Chapter 57: Chapter 57

Seraphine’s POV

The tray came back untouched.

Every dish. Every carefully selected morsel. The roasted quail arranged just so on the silver plate. The wine—his preferred vintage, the one I’d had to bribe two servants to confirm. The small cake dusted with powdered sugar, shaped like a crescent moon because I’d heard him once mention the old festival traditions.

All of it. Returned to my chamber door by a stone-faced attendant who wouldn’t meet my eyes.

“His Majesty sends his regards,” the attendant said flatly. “He has already eaten.”

He hadn’t. I knew he hadn’t. I’d tracked his movements all morning through a network of whispers and favors and veiled threats. He’d been in the war room since dawn. No food had been brought to him. No tea. Nothing.

He simply didn’t want mine.

The door closed. I stood in the center of my chamber, staring at the untouched tray on the side table. The quail had gone cold. The wine caught the afternoon light and gleamed like blood.

I wanted to hurl it all against the wall.

Instead, I breathed. Smoothed the front of my gown. Counted to ten.

Control. I needed control. Rage was a luxury I couldn’t afford. Not yet.

I crossed to the mirror and studied my reflection. The gown I’d chosen for today was a deep burgundy silk, cut low enough to draw the eye without crossing the line into vulgarity. The fabric clung to my waist and hips. My hair was swept up, exposing the long line of my neck. Pearl earrings caught the light. Every detail calculated. Every angle considered.

I looked beautiful. I knew I looked beautiful. I’d spent hours making certain of it.

And none of it mattered.

Because he didn’t see me. He looked through me the way sunlight passes through glass—without stopping.
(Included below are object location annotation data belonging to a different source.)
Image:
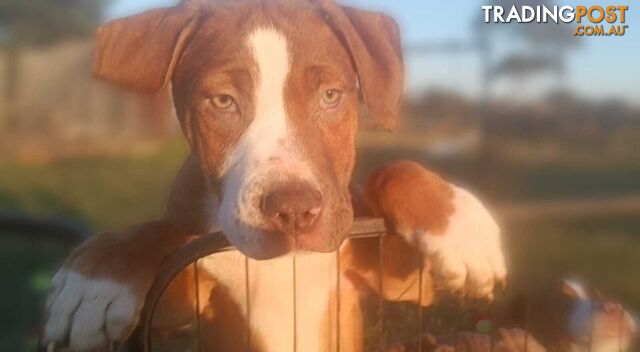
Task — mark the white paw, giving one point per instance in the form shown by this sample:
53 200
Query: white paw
91 313
467 259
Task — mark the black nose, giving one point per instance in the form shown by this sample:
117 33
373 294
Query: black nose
293 207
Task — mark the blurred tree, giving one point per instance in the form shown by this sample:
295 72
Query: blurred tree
39 22
35 22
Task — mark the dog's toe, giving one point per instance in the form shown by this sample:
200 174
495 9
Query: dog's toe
90 313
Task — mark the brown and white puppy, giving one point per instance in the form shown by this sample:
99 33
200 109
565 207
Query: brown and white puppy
267 94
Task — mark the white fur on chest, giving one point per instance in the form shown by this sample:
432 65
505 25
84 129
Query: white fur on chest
269 306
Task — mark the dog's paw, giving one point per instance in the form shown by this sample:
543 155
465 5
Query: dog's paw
90 313
95 300
455 231
467 258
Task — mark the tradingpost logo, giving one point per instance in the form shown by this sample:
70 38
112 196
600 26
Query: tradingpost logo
596 21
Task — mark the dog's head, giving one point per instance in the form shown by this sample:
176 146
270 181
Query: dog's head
267 94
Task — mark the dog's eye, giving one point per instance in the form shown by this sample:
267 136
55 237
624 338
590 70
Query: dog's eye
331 98
224 103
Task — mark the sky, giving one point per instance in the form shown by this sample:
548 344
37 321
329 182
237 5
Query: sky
599 68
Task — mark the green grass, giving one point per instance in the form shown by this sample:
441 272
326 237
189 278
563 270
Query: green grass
104 192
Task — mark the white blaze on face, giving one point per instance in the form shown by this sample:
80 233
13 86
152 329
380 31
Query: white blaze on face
266 152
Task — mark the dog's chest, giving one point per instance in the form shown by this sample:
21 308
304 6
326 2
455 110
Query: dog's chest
286 301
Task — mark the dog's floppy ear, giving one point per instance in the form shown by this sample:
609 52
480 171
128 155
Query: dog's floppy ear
140 52
373 40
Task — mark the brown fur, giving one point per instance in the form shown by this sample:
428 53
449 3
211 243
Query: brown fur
410 196
198 48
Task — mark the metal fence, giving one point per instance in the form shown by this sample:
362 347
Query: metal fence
438 319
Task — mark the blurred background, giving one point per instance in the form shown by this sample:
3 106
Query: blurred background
543 125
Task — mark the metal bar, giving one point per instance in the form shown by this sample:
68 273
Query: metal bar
295 305
197 282
338 295
526 325
381 339
590 326
247 301
420 269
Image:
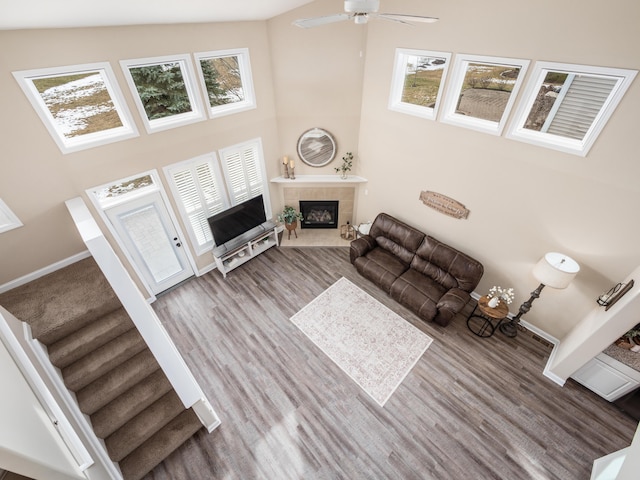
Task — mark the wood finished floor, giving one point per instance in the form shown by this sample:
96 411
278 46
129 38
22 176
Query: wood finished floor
471 408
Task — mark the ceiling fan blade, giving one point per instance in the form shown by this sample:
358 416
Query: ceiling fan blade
318 21
407 18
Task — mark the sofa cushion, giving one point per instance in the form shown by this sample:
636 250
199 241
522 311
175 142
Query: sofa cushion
396 237
446 265
418 292
381 267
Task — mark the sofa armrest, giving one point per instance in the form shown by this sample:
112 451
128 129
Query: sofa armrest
450 304
361 246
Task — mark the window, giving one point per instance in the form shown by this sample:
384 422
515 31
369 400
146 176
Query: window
80 105
566 106
198 185
113 194
164 91
418 76
201 189
482 92
226 79
8 220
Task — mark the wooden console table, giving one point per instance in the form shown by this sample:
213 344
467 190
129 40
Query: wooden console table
245 247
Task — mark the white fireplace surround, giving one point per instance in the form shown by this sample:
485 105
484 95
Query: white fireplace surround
322 187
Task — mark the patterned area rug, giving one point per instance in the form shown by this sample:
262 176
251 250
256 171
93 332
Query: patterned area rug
373 345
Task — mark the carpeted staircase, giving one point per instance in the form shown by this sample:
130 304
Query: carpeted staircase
106 363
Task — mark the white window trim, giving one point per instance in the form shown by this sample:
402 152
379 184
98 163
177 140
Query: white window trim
244 63
8 219
577 147
398 81
461 64
257 142
212 159
82 142
157 125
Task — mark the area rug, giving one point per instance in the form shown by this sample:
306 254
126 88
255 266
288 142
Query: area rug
372 344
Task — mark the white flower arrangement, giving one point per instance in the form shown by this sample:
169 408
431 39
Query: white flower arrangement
504 294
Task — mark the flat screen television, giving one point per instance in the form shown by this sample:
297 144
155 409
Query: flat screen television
237 220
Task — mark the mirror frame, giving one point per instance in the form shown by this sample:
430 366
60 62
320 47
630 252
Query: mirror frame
320 154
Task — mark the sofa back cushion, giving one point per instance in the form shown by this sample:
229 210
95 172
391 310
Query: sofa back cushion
396 237
446 265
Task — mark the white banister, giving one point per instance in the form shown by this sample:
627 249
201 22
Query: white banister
142 315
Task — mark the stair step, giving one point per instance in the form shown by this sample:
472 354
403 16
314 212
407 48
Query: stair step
85 340
144 458
114 383
125 407
137 431
102 360
59 303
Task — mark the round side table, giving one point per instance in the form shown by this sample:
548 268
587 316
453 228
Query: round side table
481 321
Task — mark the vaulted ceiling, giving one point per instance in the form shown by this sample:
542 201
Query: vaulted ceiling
25 14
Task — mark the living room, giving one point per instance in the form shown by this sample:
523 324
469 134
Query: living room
524 200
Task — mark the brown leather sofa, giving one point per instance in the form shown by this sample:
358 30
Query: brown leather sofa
432 279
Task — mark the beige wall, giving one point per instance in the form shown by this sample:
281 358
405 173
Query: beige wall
36 178
524 200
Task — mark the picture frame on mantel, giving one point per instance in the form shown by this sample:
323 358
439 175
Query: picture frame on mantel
316 147
619 295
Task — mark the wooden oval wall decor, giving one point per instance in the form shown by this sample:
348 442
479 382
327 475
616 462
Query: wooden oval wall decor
444 204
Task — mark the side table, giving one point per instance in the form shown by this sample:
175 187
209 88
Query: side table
481 321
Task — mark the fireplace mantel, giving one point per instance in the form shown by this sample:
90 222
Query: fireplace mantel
305 179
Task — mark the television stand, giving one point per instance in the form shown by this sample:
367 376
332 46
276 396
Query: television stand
245 247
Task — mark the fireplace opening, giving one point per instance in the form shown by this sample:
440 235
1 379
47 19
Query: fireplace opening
319 213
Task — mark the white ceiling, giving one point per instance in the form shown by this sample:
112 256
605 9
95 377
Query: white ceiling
21 14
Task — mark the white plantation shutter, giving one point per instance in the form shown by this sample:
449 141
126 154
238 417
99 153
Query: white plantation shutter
244 172
198 187
580 105
244 178
197 184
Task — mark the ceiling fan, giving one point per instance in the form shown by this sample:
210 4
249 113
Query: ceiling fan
361 11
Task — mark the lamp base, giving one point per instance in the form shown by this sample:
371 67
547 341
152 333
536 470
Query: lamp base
510 329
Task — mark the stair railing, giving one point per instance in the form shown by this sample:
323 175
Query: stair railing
142 315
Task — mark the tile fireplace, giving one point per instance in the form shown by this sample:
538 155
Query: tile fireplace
319 213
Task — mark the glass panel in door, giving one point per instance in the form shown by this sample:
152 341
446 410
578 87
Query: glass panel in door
149 236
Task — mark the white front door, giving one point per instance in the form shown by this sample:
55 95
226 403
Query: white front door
148 234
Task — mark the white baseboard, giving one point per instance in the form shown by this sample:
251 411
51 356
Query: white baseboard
30 277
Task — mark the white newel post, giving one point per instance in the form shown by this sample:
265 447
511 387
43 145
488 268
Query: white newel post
142 315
Without warming.

Earlier that morning, I’d requested an audience. A legitimate one. I had documents requiring his seal—minor administrative matters I’d deliberately delayed so I’d have an excuse. I’d rehearsed my entrance. The tilt of my chin. The way I’d lean forward slightly when presenting the papers, letting the neckline do its work.
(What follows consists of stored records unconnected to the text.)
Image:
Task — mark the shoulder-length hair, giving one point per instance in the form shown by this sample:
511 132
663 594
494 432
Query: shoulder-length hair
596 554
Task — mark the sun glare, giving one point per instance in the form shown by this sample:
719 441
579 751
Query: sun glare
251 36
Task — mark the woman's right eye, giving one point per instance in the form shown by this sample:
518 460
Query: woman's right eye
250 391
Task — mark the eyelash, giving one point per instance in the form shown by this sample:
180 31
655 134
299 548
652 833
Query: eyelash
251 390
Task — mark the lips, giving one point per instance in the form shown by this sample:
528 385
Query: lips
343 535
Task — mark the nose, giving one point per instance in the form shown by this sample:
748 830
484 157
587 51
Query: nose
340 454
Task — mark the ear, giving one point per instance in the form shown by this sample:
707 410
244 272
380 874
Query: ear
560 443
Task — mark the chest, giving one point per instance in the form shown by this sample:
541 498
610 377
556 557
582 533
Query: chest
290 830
I walked into the study with my best smile. Confident. Poised.

He didn’t look up from his desk.

“State your business,” he said. His voice was flat. Bored. The voice of a man addressing a servant he barely remembered hiring.

“Your Majesty, I have several documents that require—”
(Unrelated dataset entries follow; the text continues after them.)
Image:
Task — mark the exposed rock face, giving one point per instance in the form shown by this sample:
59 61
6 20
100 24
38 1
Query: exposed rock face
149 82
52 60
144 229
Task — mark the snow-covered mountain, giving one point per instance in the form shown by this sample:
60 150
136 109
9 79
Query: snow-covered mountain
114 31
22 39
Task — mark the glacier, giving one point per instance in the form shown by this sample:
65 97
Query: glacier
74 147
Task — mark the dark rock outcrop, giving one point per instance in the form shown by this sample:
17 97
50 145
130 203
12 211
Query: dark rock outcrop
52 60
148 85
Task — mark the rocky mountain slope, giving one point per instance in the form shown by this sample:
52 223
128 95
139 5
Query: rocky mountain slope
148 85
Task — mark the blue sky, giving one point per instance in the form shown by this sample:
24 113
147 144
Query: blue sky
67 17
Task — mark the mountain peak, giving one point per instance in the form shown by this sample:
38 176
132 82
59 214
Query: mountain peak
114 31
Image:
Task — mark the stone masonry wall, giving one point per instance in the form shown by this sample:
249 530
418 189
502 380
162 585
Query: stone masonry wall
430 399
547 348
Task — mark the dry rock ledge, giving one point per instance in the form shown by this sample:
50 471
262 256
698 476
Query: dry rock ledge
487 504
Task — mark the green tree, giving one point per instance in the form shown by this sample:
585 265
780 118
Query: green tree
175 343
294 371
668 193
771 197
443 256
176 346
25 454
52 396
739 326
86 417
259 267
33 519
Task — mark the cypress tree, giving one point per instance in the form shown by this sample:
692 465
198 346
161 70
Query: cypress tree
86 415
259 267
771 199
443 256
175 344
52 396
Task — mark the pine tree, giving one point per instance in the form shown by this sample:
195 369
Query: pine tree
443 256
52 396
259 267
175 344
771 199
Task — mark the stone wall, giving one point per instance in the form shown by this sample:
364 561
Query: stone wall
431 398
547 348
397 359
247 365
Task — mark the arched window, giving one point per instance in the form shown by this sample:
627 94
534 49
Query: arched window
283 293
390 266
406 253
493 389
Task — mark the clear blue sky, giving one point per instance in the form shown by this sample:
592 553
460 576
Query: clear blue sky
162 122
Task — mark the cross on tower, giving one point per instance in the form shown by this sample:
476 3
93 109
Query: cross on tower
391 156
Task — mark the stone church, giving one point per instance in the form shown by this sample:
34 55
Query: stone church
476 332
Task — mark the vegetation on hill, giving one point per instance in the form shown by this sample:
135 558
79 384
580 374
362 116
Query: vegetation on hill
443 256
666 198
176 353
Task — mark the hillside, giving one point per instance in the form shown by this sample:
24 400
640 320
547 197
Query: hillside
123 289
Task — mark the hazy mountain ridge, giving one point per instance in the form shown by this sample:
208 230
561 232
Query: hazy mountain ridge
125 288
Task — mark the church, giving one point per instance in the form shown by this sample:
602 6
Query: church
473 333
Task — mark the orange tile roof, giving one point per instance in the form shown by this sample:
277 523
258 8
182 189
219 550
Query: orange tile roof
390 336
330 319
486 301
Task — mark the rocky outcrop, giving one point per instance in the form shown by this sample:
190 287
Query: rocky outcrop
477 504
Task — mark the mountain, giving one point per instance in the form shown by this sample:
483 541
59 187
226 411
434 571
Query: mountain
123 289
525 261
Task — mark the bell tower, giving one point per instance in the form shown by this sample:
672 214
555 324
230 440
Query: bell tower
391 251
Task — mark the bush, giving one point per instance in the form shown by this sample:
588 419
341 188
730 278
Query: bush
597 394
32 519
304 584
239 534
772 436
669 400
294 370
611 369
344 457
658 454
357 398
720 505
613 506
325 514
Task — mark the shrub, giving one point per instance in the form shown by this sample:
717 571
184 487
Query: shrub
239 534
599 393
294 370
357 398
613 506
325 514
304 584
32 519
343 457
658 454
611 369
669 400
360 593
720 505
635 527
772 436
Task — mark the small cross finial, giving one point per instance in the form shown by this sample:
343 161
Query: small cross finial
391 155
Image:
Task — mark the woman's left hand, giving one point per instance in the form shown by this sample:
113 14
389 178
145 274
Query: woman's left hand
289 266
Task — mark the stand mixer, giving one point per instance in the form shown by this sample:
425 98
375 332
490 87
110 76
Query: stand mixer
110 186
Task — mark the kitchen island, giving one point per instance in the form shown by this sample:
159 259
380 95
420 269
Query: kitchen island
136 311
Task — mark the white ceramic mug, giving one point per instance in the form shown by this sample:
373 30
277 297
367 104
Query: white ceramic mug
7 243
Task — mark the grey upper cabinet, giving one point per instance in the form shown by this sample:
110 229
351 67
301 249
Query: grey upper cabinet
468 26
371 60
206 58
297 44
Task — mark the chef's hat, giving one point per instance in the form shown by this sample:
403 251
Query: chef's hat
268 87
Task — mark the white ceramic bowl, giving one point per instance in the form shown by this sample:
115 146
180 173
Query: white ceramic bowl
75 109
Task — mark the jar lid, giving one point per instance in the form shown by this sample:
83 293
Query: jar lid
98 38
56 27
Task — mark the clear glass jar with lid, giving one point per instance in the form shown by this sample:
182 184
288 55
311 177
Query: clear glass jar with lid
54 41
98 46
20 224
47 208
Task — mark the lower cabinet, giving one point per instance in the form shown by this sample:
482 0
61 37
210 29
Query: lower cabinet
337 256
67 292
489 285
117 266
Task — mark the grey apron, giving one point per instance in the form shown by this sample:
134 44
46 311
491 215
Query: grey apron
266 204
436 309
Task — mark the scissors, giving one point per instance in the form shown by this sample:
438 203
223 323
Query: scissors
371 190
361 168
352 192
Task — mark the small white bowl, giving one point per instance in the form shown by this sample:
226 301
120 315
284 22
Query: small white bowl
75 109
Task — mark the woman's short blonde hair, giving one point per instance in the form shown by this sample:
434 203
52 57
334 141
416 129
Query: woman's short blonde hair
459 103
“Stop.” One word. Sharp as a blade. His quill continued moving across the parchment. “Three steps back, Seraphine. You’re too close.”

Three steps back. Like I was contagious. Like my proximity was an offense.

I retreated. Presented the documents from that humiliating distance. He signed them without reading them. Without looking at me once. His dark gold eyes never lifted from whatever letter he was composing—and I caught a glimpse of the heading before he angled the page away.

A correspondence addressed to the northern border garrison. About security details. About her.

Even with her gone, she was all he thought about.

“Is there anything else?” he asked, still not looking up.

“I thought perhaps you might like some company this evening, Your Majesty. The court musicians have prepared—”

“No.”

Not “no, thank you.” Not “perhaps another time.” Just no. A single syllable that closed the door between us like a gate dropping.

I left the study with my dignity intact. Barely. My nails had carved half-moon welts into my palms from the effort of keeping my expression neutral.

Now, alone in my chamber, I let the mask drop.

My hands trembled as I poured a glass of the rejected wine. Drank it in three long swallows. Poured another.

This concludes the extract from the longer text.